Following on from my previous post about the good things open source can do I thought it only fair to point out that its not all good. The corner stone of the open source movement openness. Releasing API’s to allow other people to interact with your application or allowing them to modify things directly (as in the Wiki model). This can be a good thing, opening your project up to outside influences like this allows thousands of minds out side your group to introduce interesting and creative features, things that you wouldn’t normally come up with on your own. There are some truly creative minds out there and its not always easy to ensure that that’s what you get inside the boundaries of your project.
Allowing other to interact with your code though can also be a source of the problem. Once in a while out of all these creative and helpful people who will interact with your project and better it, you would encounter someone with less than honourable intentions. This article on IT World points out how bad things could be when one of these people turn your project to their use. In this particular case it was only an experiement but it illustrates the point quite well.
Basically a research team created a bogus Facebook app called Photo of the Day. This app appears to puts up a new National Geographic photo each day, however what the users of this app don’t see is that everytime one of the photos is clicked on a 600 KB http request for images is sent to a victim website for images the user never sees. A 600 KB request might not seem to bad at first, but as the article points out, this app got to around 1,000 users pretty quickly without any advertising.
With the app uploaded to Facebook the developers monitored traffice on a web site they set up for it to point to. What they found is rather startling:
If those traffic figures were applied to Facebook applications that have a million or more users, they estimated a victim’s Web site could be bombarded by as much as 23 M bits per second of traffic, or 248 G bytes of unwanted data per day.
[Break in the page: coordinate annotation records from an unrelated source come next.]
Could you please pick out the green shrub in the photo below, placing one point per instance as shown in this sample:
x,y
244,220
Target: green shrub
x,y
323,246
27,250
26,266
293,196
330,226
Essentially an application could be used to flood a victims web site with enough data request to produce a denial of service attack. Of course, thats not the only way this bogus app (facebot) could be used. It could easily be altered to scan for open ports on a certain host or grab someones personal details since Facebook apps usualy have access to the user’s personal information.
While the thought might be rather worrying, its not time to batten down the hatches and ditch Facebook just yet! As the article points out misuse such as this could easily be prevented by limiting the apps are allowed to intereact with the established project. The API’s should be created with the intention not to allow too much interaction with the rest of the internet. Hopefully people will follow the advice.